Wie weit wird Wien mit dem Weiterdenken gehen wollen?

Kulturpolitik

Falter & Meinung | Klaus Nüchtern | aus FALTER 25/10 vom 23.06.2010

Die Philosophen haben die Welt nur verschieden interpretiert; es kömmt drauf an, sie zu verändern“, heißt es in der berühmtesten von Karl Marx’ „Thesen über Feuerbach“. „Die Welt hat sich verändert, es kömmt drauf an, sie neu zu interpretieren“, lautet, sinngemäß, das Credo von Kulturstadtrat Andreas Mailath-Pokorny, woraufhin er einen Nachdenkzirkel installierte.
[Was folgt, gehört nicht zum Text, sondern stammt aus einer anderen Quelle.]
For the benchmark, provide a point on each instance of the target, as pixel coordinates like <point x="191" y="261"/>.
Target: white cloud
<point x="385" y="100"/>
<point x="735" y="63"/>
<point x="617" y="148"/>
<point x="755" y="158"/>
Dessen unter dem Motto „Wien denkt weiter“ gesammelte Ergebnisse wurden vergangene Woche auch im Rahmen eines Kongresses diskutiert, an dem rund 200 Interessierte teilnahmen.

Zwischen Podiumsgespräch, Panel und Positionspapierpräsentation wurden die Greatest Hits an Grundsatzfragen (Qualität, Gerechtigkeit, Vermittlung, Innovation …) diskutiert, und Pop-Professor Diederich Diedrichsen brachte die Bedingung der Möglichkeit von Erkenntnis auf den Punkt: „Je genauer man Ziele definiert, umso mehr kommt man drauf, dass sie nicht kompatibel sind.“

Was nicht so ohne weiteres oder gar nicht zusammengeht, wurde immerhin angerissen: ästhetische Innovation und soziale Absicherung, Avanciertheit und Niederschwelligkeit, Kultur als Zone außerhalb des Marktes und als Standortfaktor …

Bevor der Weiterdenktank zu einer reinen Pensée-pour-pensée-Veranstaltung ausartet (schon hat der Kulturstadtrat Folgekongresse mindestens im Jahrestakt angekündigt), wird man jenseits der beliebten Kulturalisierung von allem und jedem aber einmal feststellen müssen, wofür Kulturpolitik überhaupt (nicht) zuständig ist. Und man sollte sich dann auch dazu durchringen, etwas wollen zu wollen. Wenn Wien Wien bleibt („gehd scho, passd scho“), braucht auch niemand weiterzudenken.